I had a bunch of examples that seemed anti-business and anti-Republican so I wanted something different.
So the GOP and WSJ efforts to find moral equivalency on the Left to the Armstrong Williams and other such scandals worked. That’s why Jerome and I fought the original WSJ story so hard. Once it’s in print, it’s impossible to kill. It’s like playing whack-a-mole.

Fact is, the examples of unethical behavior are all on the Right, and so he threw us into his little survey for “balance”, even if such balance doesn’t come close to existing.

This is the best example I’ve seen so far of how this need for “balance” leads journalists astray. Because it’s somehow become unfair to single out one side, even if this is no more than the simple truth, they make shit up. If Ann Coulter is a rabid nutcase, Michael Moore has to become one to. Bush is a coward? Then clearly we need to mention the allegations against Kerry, true or not.

About that new Huffington Post and blog

New (Since 9 May 2005!), cool and filled with Hollywood magic ™ as it may be, the
Huffington Post blog reminds me of nothing so much as NRO’s the Corner, or any of the other given rightwing gasbag “blog”. It has the same blank faces and dull posts from people you are supposed to know from somewhere, the same corporate blandness of presentation and layout and the same uninspired, almost randomly balanced blogroll.
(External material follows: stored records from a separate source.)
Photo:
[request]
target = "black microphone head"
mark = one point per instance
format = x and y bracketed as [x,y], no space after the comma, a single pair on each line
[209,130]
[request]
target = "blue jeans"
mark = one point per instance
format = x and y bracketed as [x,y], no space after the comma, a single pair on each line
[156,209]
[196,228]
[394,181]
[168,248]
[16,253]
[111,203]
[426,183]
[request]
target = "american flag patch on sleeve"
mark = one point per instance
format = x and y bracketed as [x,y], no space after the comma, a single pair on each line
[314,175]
The blogroll is especiallyrevealing, recent controversy notwithstanding. Let me look at your blogroll and I’ll have a good idea what your site is about, what you think is interesting, who you think are good people to link to and whether or not I’ll find your site interesting.

Most of the Huff’s blogroll is blandly centrist, with the usual media friendly “celebrity” blogs (Adam Curry, ’nuff said) or the soft inoffensive left (Ezra Klein e.g.) but to have Little Green Fascists or Powerline on the rolls? Szeesh. Wasn’t this supposed to be some sort of vaguely progressive site?